Step 1 is to get a prospect to buy, therefore becoming a customer. Step 2 is retaining that customer for long term profitability. That can be done in many ways, but they basically boil down to giving the customer a good experience and not giving the customer a reason to look elsewhere. One could argue that these are one in the same.
So I buy an iPhone. And then I buy an iPad because my iPhone works well. I buy some apps. They work well and they have a similar interface. And they work almost the same on my iPhone and iPad. Cool. I’m happy. No reason to look elsewhere but if I do, I find that things aren’t as smooth as I’m used to and I might have to deal with multiple vendors.
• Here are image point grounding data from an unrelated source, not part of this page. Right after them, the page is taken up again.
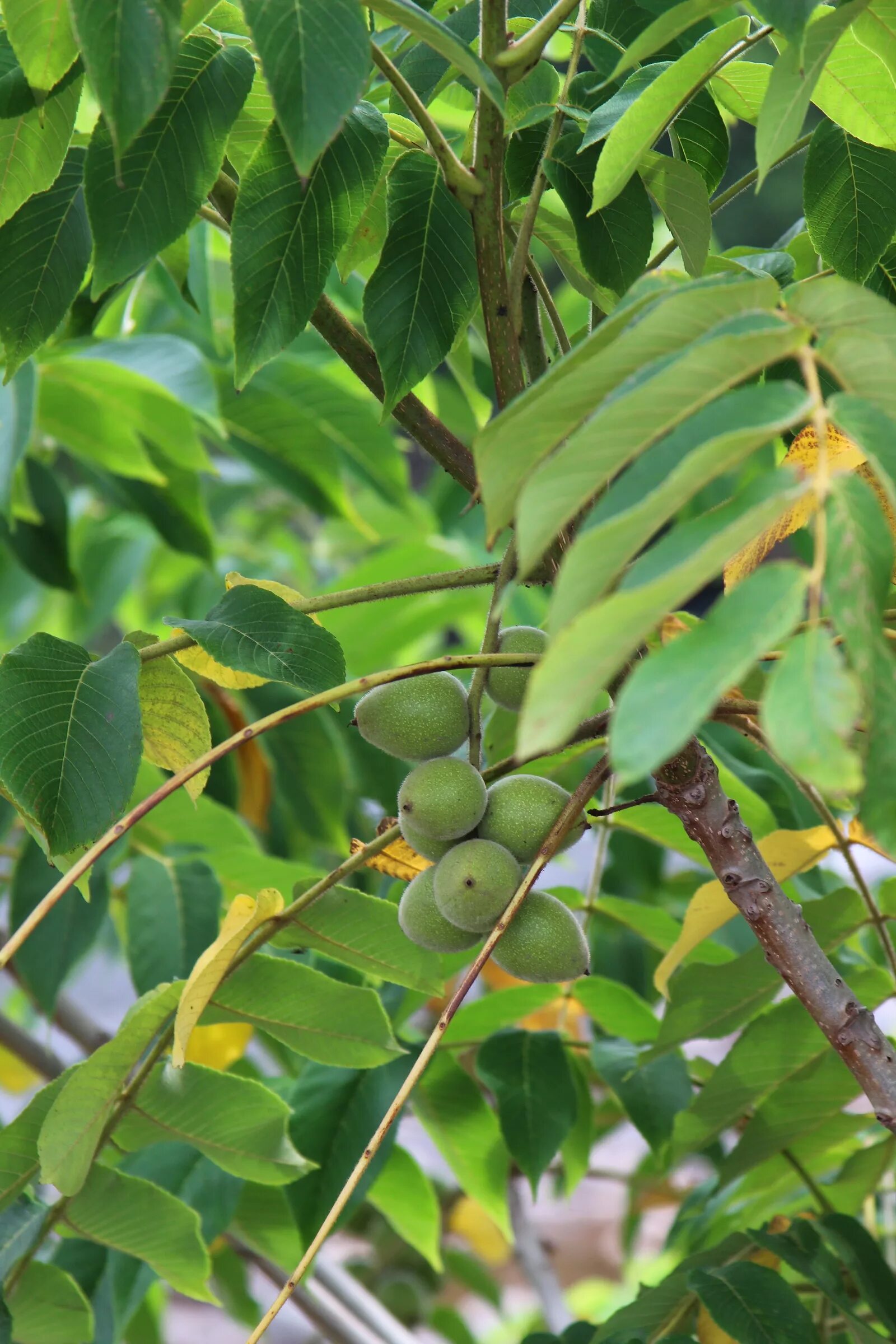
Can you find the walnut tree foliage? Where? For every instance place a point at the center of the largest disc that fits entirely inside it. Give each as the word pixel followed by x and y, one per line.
pixel 338 339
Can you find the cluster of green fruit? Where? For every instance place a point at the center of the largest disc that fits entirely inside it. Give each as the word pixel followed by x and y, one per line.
pixel 479 838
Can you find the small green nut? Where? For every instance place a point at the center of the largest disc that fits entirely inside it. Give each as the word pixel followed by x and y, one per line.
pixel 442 799
pixel 425 844
pixel 507 686
pixel 423 922
pixel 543 942
pixel 520 814
pixel 417 720
pixel 474 882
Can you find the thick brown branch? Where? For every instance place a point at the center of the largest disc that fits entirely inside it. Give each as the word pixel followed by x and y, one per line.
pixel 689 788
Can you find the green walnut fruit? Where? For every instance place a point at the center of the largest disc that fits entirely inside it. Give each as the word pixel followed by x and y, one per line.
pixel 520 814
pixel 473 884
pixel 543 942
pixel 423 844
pixel 442 799
pixel 417 720
pixel 423 922
pixel 507 686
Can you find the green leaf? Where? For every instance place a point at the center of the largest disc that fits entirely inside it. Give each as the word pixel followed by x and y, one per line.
pixel 254 631
pixel 593 647
pixel 647 496
pixel 78 1114
pixel 45 250
pixel 614 244
pixel 465 1131
pixel 680 194
pixel 850 198
pixel 659 398
pixel 240 1124
pixel 152 198
pixel 288 230
pixel 129 50
pixel 425 287
pixel 174 717
pixel 793 80
pixel 316 57
pixel 809 713
pixel 34 138
pixel 63 936
pixel 440 38
pixel 315 1015
pixel 172 917
pixel 42 39
pixel 864 1261
pixel 652 1093
pixel 664 30
pixel 551 409
pixel 48 1307
pixel 649 116
pixel 70 760
pixel 754 1304
pixel 363 932
pixel 617 1010
pixel 405 1197
pixel 335 1113
pixel 528 1076
pixel 671 693
pixel 136 1217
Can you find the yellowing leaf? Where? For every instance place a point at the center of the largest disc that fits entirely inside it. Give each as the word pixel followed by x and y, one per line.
pixel 288 595
pixel 245 916
pixel 469 1220
pixel 174 717
pixel 396 861
pixel 221 1045
pixel 843 456
pixel 203 664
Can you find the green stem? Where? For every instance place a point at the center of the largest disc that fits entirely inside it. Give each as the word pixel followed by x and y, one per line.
pixel 457 175
pixel 474 577
pixel 489 646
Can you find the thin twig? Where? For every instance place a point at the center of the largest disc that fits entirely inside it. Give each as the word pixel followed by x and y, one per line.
pixel 546 852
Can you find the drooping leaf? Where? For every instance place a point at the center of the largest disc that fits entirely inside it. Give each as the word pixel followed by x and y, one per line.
pixel 288 230
pixel 255 632
pixel 316 57
pixel 129 50
pixel 809 711
pixel 671 693
pixel 136 1217
pixel 465 1131
pixel 850 197
pixel 237 1123
pixel 34 138
pixel 140 207
pixel 45 250
pixel 754 1304
pixel 244 917
pixel 172 917
pixel 78 1113
pixel 528 1074
pixel 405 1197
pixel 642 124
pixel 42 39
pixel 70 757
pixel 316 1016
pixel 174 717
pixel 425 287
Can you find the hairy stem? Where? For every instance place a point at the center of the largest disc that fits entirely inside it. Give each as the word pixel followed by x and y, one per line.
pixel 689 788
pixel 550 847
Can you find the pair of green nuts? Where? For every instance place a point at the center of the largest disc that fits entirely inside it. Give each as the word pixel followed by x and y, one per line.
pixel 479 839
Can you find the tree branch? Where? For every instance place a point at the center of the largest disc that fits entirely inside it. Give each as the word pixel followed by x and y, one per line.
pixel 689 788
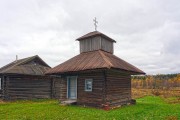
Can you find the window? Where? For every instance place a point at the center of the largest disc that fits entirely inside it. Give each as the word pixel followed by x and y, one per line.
pixel 88 84
pixel 0 84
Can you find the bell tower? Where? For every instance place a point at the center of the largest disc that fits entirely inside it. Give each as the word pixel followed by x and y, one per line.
pixel 96 41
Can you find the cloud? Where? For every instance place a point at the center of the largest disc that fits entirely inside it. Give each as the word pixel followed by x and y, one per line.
pixel 147 32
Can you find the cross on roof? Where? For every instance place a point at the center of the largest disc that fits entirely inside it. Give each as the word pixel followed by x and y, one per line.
pixel 95 23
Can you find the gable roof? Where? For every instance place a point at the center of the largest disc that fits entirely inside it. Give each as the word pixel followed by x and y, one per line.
pixel 21 66
pixel 94 60
pixel 93 34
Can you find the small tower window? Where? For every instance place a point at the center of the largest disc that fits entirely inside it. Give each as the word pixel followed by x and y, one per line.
pixel 88 84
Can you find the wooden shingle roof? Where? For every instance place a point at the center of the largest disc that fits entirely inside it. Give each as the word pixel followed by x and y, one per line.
pixel 93 60
pixel 26 66
pixel 93 34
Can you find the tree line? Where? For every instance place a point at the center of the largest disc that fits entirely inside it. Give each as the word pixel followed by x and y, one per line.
pixel 160 81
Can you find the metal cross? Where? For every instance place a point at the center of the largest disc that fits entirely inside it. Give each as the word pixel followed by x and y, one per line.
pixel 95 23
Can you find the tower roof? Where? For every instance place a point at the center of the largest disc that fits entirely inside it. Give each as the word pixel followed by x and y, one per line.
pixel 94 34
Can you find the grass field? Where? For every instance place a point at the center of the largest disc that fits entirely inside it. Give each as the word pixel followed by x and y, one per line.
pixel 147 108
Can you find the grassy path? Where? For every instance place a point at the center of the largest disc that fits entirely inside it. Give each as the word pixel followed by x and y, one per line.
pixel 147 108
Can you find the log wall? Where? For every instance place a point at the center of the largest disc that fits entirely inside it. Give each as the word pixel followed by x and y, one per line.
pixel 118 87
pixel 27 87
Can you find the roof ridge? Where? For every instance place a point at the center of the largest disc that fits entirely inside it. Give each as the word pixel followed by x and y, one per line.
pixel 105 59
pixel 20 62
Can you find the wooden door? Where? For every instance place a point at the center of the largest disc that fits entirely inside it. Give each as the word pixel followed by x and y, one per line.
pixel 72 87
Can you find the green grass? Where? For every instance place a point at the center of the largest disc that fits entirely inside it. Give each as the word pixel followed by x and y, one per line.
pixel 147 108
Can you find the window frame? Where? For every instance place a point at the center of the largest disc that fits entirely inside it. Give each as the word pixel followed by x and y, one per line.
pixel 85 87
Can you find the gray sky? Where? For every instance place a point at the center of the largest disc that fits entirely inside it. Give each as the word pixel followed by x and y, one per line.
pixel 147 31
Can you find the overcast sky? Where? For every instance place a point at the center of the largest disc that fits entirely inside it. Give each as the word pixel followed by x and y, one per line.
pixel 147 31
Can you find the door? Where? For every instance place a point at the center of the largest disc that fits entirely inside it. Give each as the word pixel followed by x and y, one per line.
pixel 72 87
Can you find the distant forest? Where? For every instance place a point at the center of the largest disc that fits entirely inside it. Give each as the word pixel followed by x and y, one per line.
pixel 161 81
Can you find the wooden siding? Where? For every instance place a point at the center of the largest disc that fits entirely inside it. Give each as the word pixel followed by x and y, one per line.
pixel 118 87
pixel 107 45
pixel 96 43
pixel 27 87
pixel 91 98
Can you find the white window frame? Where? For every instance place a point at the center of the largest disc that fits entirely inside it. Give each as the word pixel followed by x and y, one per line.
pixel 0 83
pixel 85 88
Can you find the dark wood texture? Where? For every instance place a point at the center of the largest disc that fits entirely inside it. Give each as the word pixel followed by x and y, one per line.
pixel 27 87
pixel 118 90
pixel 59 88
pixel 94 97
pixel 93 60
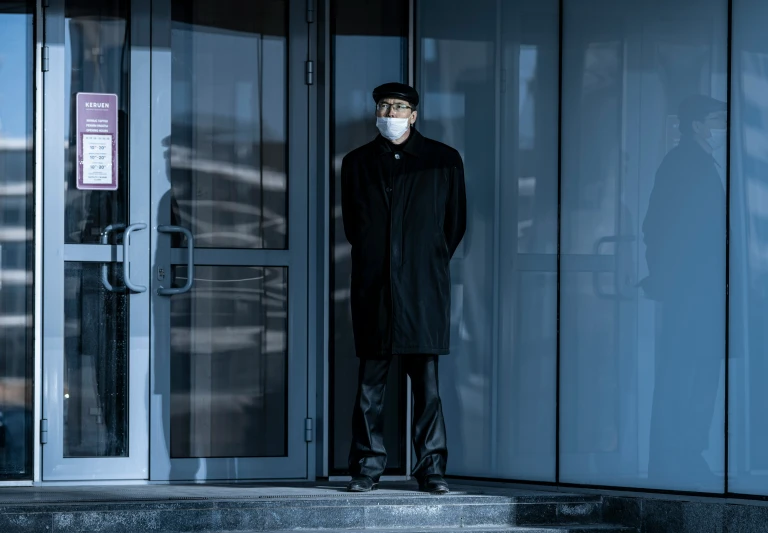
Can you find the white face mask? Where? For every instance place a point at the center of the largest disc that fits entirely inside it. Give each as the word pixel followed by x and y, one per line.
pixel 717 140
pixel 392 128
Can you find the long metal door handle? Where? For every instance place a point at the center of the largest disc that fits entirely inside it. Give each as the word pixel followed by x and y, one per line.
pixel 104 268
pixel 190 260
pixel 127 258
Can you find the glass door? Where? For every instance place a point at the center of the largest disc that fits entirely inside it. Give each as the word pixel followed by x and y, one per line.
pixel 96 241
pixel 229 255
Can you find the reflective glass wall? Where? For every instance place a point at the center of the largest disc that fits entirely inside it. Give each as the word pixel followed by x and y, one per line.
pixel 643 243
pixel 17 175
pixel 488 79
pixel 748 335
pixel 593 341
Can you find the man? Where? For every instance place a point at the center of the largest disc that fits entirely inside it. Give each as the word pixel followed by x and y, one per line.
pixel 685 235
pixel 404 213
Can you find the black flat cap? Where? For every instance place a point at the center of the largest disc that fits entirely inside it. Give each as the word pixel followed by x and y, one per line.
pixel 698 106
pixel 396 90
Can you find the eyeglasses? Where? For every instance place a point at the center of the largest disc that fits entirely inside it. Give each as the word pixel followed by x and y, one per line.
pixel 399 108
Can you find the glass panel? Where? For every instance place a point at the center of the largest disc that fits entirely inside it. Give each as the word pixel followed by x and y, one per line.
pixel 504 303
pixel 229 363
pixel 643 244
pixel 95 362
pixel 229 154
pixel 748 350
pixel 98 60
pixel 17 173
pixel 368 50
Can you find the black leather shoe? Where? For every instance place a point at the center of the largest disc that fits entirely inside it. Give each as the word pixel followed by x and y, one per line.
pixel 362 484
pixel 434 484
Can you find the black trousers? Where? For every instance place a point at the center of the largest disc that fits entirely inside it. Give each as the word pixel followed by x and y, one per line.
pixel 367 455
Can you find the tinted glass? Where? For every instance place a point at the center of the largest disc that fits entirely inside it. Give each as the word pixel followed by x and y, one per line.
pixel 488 79
pixel 229 156
pixel 229 363
pixel 17 173
pixel 643 243
pixel 98 60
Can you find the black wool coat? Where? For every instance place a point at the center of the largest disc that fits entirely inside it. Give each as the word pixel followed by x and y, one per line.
pixel 404 213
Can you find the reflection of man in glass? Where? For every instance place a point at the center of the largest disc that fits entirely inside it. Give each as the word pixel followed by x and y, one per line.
pixel 404 212
pixel 684 232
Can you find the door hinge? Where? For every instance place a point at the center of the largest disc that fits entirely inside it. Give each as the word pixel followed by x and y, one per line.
pixel 503 80
pixel 44 59
pixel 309 72
pixel 310 11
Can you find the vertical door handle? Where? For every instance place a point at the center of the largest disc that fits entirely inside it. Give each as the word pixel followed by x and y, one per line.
pixel 190 260
pixel 104 268
pixel 127 260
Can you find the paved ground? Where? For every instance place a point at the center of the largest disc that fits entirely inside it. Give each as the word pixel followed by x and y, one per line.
pixel 115 493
Then I buy a Mac, because it’s made by the same folks who made my other devices. And I’m hooked. As long as the ecosystem that I now have continues to handle my needs in a reasonable way, I’m not going anywhere. The inertia gained over time is difficult to overcome. Things have to become really bad before I consider a change.
Sound familiar? Maybe you started with a Mac and then picked up an iPhone. The sequence doesn’t matter. It’s the end result. It’s quite possible that this could happen with an Android or Windows device, but the complete ecosystem isn’t there and it’s harder to gain that inertia that keeps customers from leaving. Bob
Bob is so much better at this stuff than me.